If you die on a Friday night (and the don’t have “refrigeration” then they have to embalm you even if you tell them your father wants to be cremated and absolutely does not wish to be embalmed. And then they will expect you to pay for it. This insanity created a lot of insanity with my siblings because I was still my dad’s power of attorney and this little funeral home’s plan was a big fat no go. My brother wanted him incinerated as quickly as possible like burning him up would burn off a bunch of old shit and I wanted something resembling dignity.
But there is no dignity in the big business of death. None whatsoever. And, for the record, the ONLY time the VA is efficient is when they come looking for their money. Had my dad known they if he died on Aug 28th the VA would want their money back for the whole month of Aug he would have waited. Now I’m waiting to see if they can go into my bank acct and take the money back.
The only reason for this shit is it gave me a temporary distraction from the permanency of never hearing his voice and after the “you can keep his body” (after they embalmed him against his wishes) I had to let it start seeping in. It was so deeply off the entire ordeal (the hospice nurse arrived AFTER he died and interrupted me while I was telling my kids their granddad died because she needed me to witness the disposal of the morphine and she had to go!). After the storm it grew quiet…just me and my dad’s lifeless body. I picked up his hand which was warm and soft and I place it on my heart and then I took my hand and placed it on his heart and then it all poured out. The only noise in the room was me. And I honored my father with the deepest grief because where the love is deep the grief is wide.
And since that day I’ve been adjusting to life the way it sort of used to be where I can run out any time I want (with a mask on) and do what I want and only think about getting home for my dog. But it’s different– I don’t feel the overwhelming suffocation of the responsibility and I also can’t believe he’s gone.
I’m quite sure my dad has impacted the type of man I need.

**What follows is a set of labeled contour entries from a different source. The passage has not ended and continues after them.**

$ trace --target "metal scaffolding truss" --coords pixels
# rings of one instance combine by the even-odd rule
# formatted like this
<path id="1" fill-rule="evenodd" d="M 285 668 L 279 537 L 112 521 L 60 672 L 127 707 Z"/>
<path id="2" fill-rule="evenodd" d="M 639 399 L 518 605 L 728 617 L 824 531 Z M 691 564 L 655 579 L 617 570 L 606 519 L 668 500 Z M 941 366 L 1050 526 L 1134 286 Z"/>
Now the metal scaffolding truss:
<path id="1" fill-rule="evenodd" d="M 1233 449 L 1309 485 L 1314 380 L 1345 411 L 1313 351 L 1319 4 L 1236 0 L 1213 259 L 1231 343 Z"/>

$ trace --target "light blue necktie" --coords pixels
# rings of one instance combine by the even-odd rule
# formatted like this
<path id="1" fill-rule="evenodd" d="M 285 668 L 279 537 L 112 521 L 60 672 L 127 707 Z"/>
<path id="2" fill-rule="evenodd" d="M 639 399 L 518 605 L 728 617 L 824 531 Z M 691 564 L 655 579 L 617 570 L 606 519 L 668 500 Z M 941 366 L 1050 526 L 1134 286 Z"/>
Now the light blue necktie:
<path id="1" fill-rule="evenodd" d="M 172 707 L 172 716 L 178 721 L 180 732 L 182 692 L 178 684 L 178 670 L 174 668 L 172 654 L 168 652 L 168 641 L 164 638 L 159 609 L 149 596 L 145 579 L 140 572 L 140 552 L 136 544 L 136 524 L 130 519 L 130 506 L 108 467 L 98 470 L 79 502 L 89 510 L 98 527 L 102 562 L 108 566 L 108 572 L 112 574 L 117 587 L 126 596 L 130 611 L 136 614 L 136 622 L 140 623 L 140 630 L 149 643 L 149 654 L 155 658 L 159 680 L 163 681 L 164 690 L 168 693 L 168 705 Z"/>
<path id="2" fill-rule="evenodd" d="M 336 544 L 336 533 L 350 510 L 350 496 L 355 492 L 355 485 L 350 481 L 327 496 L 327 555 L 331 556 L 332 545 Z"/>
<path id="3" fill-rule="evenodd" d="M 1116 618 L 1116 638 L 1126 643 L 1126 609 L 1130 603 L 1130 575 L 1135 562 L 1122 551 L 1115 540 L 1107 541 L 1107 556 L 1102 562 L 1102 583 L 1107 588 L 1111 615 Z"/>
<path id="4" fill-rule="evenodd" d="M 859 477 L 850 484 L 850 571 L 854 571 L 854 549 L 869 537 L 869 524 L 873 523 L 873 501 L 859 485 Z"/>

He has to be deep and flawed and real. I can’t take this swiping, superficial, let’s fuck bullshit. Nor can I take the greed and the bureaucracy and the self-indulgent BS. Not having him here means the world is less illuminated, less witty, less special and I really, really miss his voice.
“Jen Jen” that’s what he used to call me. No one else calls me that and no one will. I do take some comfort in knowing how deeply loved he felt by me and how deeply he loved me. Perhaps, part of his dance was he didn’t want to leave me. He knew how difficult it would be for me, but in the end, despite how much we want to be in control, death is the ultimate boss.